Now that you know this, you should notice that
char string[] = {'A', 'B', 'C'};
is an array of char but it's not a string, for it to be a string, it needs a terminating '\0', so
char string[] = {'A', 'B', 'C', '\0'};
would actually be a string.
Notice that then, when you allocate space to store n characters, you need to allocate n + 1 bytes, to make room for the '\0'.
In the case of printf() it will try to consume all the bytes that the passed pointer points at, until one of them is '\0', there it would stop iterating through the bytes.
That also explains the Undefined Behavior thing, because clearly printf() would be reading out of bounds, and anything could happen, it depends on what is actually there at the memory address that does not belong the the passed data but is off bounds.
There are many functions in the standard library that expect strings, i.e. _sequences of non nul bytes, followed by a nul byte.
I have an array of charracters where I put in information using a gets().
char inname[30];
gets(inname);
How can I add another character to this array without knowing the length of the string in c? (the part that are actual letters and not like empty memmory spaces of romething)
note: my buffer is long enough for what I want to ask the user (a filename, Probebly not many people have names longer that 29 characters)
Note that gets is prone to buffer overflow and should be avoided.
Reading a line of input:
char inname[30];
sscanf("%.*s", sizeof(inname), inname);
int len = strlen(inname);
// Remove trailing newline
if (len > 0 && inname[len-1] == '\n') {
len--;
inname[len] = '\0'
}
Appending to the string:
char *string_to_append = ".";
if (len + strlen(string_to_append) + 1) <= sizeof(inname)) {
// There is enough room to append the string
strcat(inname, string_to_append);
}
Optional way to append a single character to the string:
if (len < sizeof(inname) - 2) {
// There is room to add another character
inname[len++] = '.'; // Add a '.' character to the string.

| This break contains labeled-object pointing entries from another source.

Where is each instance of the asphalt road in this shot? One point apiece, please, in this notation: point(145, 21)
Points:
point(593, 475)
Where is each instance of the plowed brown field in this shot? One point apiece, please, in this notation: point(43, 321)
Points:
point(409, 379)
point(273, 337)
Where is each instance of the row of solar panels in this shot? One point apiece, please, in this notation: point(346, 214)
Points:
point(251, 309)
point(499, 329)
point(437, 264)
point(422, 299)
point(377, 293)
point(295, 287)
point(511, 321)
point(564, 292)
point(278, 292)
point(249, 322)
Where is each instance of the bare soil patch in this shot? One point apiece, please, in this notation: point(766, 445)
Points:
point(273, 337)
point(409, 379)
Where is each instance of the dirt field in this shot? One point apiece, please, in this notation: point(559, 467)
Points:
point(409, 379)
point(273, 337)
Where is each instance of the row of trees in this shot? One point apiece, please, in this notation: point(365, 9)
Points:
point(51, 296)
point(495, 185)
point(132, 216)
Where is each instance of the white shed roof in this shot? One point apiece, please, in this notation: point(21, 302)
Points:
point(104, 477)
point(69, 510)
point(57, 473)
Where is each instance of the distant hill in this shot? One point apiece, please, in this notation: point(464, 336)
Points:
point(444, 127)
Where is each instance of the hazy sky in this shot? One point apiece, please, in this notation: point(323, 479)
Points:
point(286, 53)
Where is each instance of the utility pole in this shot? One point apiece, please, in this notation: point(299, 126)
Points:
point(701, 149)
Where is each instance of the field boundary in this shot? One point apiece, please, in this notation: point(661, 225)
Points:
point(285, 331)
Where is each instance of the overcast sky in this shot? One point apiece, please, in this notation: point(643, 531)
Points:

inname[len] = '\0'; // Don't forget to nul-terminate
}
As you have asked in comment, to determine the string length you can directly use
strlen(inname);
OR
you can loop through string in a for loop until \0 is found.
Now after getting the length of prvious string you can append new string as
strcat(&inname[prevLength],"NEW STRING");
EDIT:
To find the Null Char you can write a for loop like this
for(int i =0;inname[i] != 0;i++)
{
//do nothing
}
Now you can use i direcly to copy any character at the end of string like:
inname[i] = Youe Char;
After this increment i and again copy Null char to(0) it.
P.S.
Any String in C end with a Null character termination. ASCII null char '\0' is equivalent to 0 in decimal.
You know that the final character of a C string is '\0', e.g. the array:
char foo[10]={"Hello"};
is equivalent to this array:
['H'] ['e'] ['l'] ['l'] ['0'] ['\0']
Thus you can iterate on the array until you find the '\0' character, and then you can substitute it with the character you want.
Alternatively you can use the function strcat of string.h library
Short answer is you can't.
In c you must know the length of the string to append char's to it, in other languages the same applies but it happens magically, and without a doubt, internally the same must be done.
c strings are defined as sequences of bytes terminated by a special byte, the nul character which has ascii code 0 and is represented by the character '\0' in c.
You must find this value to append characters before it, and then move it after the appended character, to illustrate this suppose you have
char hello[10] = "Hello";
then you want to append a '!' after the 'o' so you can just do this
size_t length;
length = strlen(hello);
/* move the '\0' one position after it's current position */
hello[length + 1] = hello[length];
hello[length] = '!';
now the string is "Hello!".
Of course, you should take car of hello being large enough to hold one extra character, that is also not automatic in c, which is one of the things I love about working with it because it gives you maximum flexibility.
You can of course use some available functions to achieve this without worrying about moving the '\0' for example, with
strcat(hello, "!");
you will achieve the same.
Both strlen() and strcat() are defined in string.h header.